Of course, stealth and cunning were not the approach many D&D players preferred. D&D was gradually retooled into being much more combat-heavy, which catered nicely to the players who preferred that style of gameplay. While talking and stealth had their place, combat was the primary fixture of the game, and has remained so to this day.

When many of these D&D players made the leap to being video game players (and a few designers, too), they carried that with them. It's well documented, for example, that the early id software (Wolfenstein 3D, Doom, Quake) were mostly avid D&D players - and we all know the kind of games they produced. Coupled with the fact that early technology made meaningful non-combat systems hard to implement as well, it was just easier to make combat the main form of interaction.

Since then, video games have never really shaken the importance of combat. Part of it is that so many games have done it, it's still relatively easy to implement a decent system for fighting. The other half is that dialogue has come down to picking options from a menu (to be fair, I don't see a better way of doing it unless you script every NPC with a better version of Cleverbot). Not many people like that, so here we are.

It is something the original creators, particularly Dave Arneson, were not happy with back in the day. Back in an 1988 interview, he noted was not happy with how "hack and slash" video game RPGs were, lamenting things like Ultima being outliers instead of the standard. While things have improved somewhat (mostly thanks to Bioware), I feel there's still room for RPGs and games in general to grow.

Culturally, early D&D gamers brought over their views on playing their game to video games. At the time, D&D was still at the tail end of a decade-long fight against moral outrage, with people claiming the game was satanic or harmful to minors. Thus, when people like Jack Thompson launched crusades against the more extreme cases of video game violence like Doom and Mortal Kombat, it did not go over well.

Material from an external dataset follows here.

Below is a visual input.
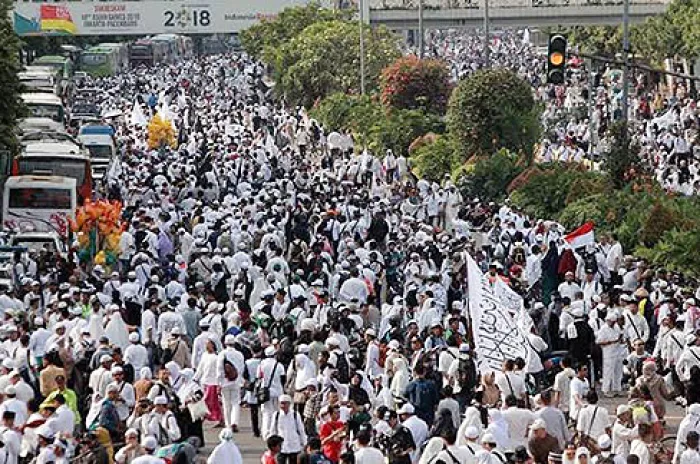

On one hand, this was just what gaming needed, in order to establish itself as being something that could appeal to everyone, not just "toys" for children. However, this also instilled a resistance to "outside" pressure, something that has made it a lot harder to address real problems in gaming culture, like social equality. (Although may people mistake the nature of the problem - it's something I'll have to cover in a later blog post.)

Overall, Gygax and Arneson would likely have mixed feelings if they could see where video gaming was today as a result of their creation. It's not like they intended for any of this to happen. All they wanted to do was give a more personal touch to tabletop strategy games, which had existed for decades before they came along. They did succeed - but no one could predict the technology that took their ideas and put them on a screen, or the people who were willing to sit down in front of that screen.

Either way, for better or for worse, here we are. So let's look forward to the next step. Just remember that, directly or indirectly, odds are it will trace back to two guys who reinvented gaming.